Muchos exponentes del mundo católico, incluso liberales, propusieron en esos mismos años a las élites gobernantes desarrollar, como venía haciendo Francia desde hacía tiempo, una política de penetración cultural en Oriente Medio, utilizando también el elemento religioso y, en particular, el misionero. De hecho, la mayoría de los misioneros de las comunidades católicas de Oriente Medio eran italianos, empezando por los franciscanos, presentes en los lugares de la Custodia de Tierra Santa.

La acción pastoral y caritativa de estos misioneros, que dirigían escuelas y otras obras sociales de cierto prestigio, favoreció una difusión natural de la cultura y la lengua italianas. Por no hablar de que el Patriarca Latino de Jerusalén y el Delegado Apostólico eran italianos, y de que casi todas las congregaciones religiosas – tanto las antiguas (franciscanos, dominicos, jesuitas) como las modernas (que habían aumentado durante el siglo XIX) – tenían su sede y sus institutos de formación en Roma[4].

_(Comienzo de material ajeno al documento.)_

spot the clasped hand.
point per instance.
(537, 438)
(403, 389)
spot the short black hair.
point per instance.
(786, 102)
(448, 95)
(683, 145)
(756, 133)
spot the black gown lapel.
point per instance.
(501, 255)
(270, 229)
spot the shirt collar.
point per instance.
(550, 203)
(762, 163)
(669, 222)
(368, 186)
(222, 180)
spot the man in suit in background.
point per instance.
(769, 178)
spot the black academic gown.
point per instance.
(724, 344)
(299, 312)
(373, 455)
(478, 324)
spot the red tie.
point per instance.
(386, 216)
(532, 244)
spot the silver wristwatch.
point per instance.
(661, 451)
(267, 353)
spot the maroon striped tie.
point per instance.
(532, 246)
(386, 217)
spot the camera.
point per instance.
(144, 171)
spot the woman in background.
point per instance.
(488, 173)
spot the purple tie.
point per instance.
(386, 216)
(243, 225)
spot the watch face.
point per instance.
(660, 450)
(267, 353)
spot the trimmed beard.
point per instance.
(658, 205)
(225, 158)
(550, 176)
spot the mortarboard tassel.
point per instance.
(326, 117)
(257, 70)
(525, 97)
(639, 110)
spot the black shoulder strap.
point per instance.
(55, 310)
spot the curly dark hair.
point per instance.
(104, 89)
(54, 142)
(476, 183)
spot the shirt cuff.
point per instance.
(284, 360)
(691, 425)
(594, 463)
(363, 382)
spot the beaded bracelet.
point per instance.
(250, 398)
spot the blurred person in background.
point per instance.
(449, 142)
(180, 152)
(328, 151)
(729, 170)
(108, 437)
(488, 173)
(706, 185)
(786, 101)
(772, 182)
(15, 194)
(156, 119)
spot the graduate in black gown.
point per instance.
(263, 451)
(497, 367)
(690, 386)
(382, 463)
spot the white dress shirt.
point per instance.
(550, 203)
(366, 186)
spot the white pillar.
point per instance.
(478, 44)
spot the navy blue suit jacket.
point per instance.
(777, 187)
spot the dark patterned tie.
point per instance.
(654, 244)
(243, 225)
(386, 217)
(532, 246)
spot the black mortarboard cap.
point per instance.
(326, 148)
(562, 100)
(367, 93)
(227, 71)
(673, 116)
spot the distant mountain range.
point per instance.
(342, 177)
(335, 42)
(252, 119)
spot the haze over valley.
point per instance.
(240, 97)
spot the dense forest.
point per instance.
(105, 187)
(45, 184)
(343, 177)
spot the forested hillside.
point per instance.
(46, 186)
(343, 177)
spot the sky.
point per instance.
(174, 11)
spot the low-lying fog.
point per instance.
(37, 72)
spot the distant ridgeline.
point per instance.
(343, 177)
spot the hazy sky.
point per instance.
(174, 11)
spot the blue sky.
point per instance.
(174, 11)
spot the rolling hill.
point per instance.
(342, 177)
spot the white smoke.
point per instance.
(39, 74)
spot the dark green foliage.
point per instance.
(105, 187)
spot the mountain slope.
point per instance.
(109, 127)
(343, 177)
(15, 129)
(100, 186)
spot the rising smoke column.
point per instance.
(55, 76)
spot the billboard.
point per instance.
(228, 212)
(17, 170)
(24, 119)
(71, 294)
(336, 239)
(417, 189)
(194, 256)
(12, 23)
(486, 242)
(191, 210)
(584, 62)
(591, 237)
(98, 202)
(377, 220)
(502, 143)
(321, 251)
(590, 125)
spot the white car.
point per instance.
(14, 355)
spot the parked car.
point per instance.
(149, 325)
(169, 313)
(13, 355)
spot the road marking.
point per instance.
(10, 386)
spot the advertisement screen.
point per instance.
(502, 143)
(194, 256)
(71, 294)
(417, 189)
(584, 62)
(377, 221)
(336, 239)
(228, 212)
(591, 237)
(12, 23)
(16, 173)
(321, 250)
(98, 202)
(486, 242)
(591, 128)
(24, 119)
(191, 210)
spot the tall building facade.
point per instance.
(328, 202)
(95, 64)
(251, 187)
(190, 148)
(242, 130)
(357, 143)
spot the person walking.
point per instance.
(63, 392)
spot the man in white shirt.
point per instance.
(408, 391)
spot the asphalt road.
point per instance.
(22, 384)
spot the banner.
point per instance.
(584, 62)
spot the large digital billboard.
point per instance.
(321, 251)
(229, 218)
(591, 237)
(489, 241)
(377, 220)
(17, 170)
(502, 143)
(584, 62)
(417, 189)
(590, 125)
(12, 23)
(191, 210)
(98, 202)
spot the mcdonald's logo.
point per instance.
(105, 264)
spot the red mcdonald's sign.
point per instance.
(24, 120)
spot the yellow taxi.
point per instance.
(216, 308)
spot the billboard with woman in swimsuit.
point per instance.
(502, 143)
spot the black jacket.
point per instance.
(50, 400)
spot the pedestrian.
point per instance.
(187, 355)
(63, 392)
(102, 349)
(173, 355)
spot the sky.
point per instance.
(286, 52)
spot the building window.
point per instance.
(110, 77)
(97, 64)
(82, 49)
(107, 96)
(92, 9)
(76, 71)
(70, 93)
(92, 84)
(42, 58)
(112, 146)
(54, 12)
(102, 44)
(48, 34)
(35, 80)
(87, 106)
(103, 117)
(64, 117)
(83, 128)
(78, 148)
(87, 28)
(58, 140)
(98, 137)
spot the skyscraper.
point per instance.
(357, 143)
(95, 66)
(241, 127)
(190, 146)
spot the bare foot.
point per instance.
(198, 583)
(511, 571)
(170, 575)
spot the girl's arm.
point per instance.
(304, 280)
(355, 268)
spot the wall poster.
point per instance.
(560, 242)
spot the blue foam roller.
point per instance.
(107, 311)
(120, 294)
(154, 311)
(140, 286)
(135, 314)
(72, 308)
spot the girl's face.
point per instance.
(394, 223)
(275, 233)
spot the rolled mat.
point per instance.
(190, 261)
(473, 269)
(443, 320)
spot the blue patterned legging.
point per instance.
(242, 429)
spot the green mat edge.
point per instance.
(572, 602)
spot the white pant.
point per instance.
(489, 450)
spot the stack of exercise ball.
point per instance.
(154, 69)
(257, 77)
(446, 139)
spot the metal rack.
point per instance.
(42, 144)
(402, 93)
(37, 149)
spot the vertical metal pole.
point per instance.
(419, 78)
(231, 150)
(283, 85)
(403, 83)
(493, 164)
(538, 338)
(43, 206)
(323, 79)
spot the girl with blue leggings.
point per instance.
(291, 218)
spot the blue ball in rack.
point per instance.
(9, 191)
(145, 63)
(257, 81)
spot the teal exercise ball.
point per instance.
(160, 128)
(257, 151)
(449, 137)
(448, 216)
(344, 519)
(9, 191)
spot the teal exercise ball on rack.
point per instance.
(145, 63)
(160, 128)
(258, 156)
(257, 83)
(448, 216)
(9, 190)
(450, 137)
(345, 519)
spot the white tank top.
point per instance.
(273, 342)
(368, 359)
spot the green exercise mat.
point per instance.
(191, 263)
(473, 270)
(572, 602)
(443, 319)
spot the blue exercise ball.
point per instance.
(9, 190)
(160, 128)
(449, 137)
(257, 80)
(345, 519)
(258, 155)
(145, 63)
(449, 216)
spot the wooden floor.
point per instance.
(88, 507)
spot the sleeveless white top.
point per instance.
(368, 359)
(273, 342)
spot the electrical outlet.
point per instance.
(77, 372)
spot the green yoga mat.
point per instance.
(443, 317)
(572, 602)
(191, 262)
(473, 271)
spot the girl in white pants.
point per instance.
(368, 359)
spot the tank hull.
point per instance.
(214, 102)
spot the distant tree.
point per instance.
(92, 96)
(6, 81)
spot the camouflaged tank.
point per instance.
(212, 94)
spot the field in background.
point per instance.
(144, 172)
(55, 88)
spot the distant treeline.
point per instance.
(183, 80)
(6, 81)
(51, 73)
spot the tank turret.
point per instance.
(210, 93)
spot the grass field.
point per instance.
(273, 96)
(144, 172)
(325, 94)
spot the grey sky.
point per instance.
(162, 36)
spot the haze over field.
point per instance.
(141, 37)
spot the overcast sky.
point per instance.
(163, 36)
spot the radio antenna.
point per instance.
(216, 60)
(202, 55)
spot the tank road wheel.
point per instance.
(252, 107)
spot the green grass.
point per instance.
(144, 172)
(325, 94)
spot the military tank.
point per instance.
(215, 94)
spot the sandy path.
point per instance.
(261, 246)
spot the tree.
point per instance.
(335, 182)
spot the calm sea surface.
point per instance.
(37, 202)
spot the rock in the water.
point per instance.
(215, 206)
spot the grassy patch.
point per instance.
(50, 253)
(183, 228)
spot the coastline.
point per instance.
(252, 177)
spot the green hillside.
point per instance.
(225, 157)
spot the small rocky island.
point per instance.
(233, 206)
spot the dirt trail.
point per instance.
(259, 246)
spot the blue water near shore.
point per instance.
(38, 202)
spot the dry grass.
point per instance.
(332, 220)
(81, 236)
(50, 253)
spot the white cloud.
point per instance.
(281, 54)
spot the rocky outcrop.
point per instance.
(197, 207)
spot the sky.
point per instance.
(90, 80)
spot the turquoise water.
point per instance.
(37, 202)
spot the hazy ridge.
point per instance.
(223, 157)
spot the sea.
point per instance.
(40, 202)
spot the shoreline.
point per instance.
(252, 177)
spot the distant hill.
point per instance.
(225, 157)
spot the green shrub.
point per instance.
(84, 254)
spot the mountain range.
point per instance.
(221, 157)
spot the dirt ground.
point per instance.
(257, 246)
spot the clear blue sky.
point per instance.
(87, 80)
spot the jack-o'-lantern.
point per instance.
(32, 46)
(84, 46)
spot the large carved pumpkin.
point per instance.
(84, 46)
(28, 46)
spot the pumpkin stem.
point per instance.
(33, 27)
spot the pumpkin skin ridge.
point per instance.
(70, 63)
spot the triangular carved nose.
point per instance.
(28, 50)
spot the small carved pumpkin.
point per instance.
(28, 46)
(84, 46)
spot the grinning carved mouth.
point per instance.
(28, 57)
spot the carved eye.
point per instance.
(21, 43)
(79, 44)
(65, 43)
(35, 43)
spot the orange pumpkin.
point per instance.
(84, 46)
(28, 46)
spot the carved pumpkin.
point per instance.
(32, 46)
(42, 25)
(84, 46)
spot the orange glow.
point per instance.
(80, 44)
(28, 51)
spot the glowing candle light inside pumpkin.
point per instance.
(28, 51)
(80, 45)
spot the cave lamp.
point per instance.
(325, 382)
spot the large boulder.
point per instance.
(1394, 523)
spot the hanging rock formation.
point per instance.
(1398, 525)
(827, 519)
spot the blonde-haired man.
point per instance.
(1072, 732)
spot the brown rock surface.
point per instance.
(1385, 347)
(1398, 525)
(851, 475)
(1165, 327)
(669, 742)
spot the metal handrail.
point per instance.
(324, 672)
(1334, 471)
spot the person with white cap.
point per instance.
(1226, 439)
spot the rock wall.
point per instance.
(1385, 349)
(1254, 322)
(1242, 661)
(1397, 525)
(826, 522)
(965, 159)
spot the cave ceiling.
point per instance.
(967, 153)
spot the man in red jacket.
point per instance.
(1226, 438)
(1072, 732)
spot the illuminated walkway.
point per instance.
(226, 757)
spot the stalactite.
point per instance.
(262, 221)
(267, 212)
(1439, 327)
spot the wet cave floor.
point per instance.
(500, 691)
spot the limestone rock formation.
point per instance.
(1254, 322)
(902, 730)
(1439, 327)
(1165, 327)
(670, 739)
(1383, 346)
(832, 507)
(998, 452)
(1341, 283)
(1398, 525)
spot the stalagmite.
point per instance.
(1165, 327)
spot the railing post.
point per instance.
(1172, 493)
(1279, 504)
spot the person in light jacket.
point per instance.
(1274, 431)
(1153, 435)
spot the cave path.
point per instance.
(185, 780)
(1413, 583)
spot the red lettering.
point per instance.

Las oportunidades que se ofrecían a Italia para explotar la red de presencias y relaciones de la Iglesia católica en el Imperio Otomano eran, por tanto, muchas, pero no fue fácil aprovecharlas por varias razones. En primer lugar, por el conflicto que seguía existiendo entre la Santa Sede y el gobierno italiano, debido a la forma en que se había llevado a cabo el proceso de unificación nacional – desde la supresión de los Estados Pontificios hasta las leyes anticlericales del Piamonte, confirmadas y difundidas posteriormente en todo el país por el nuevo Reino de Italia -, y también por la llamada «cuestión romana», que seguía abierta.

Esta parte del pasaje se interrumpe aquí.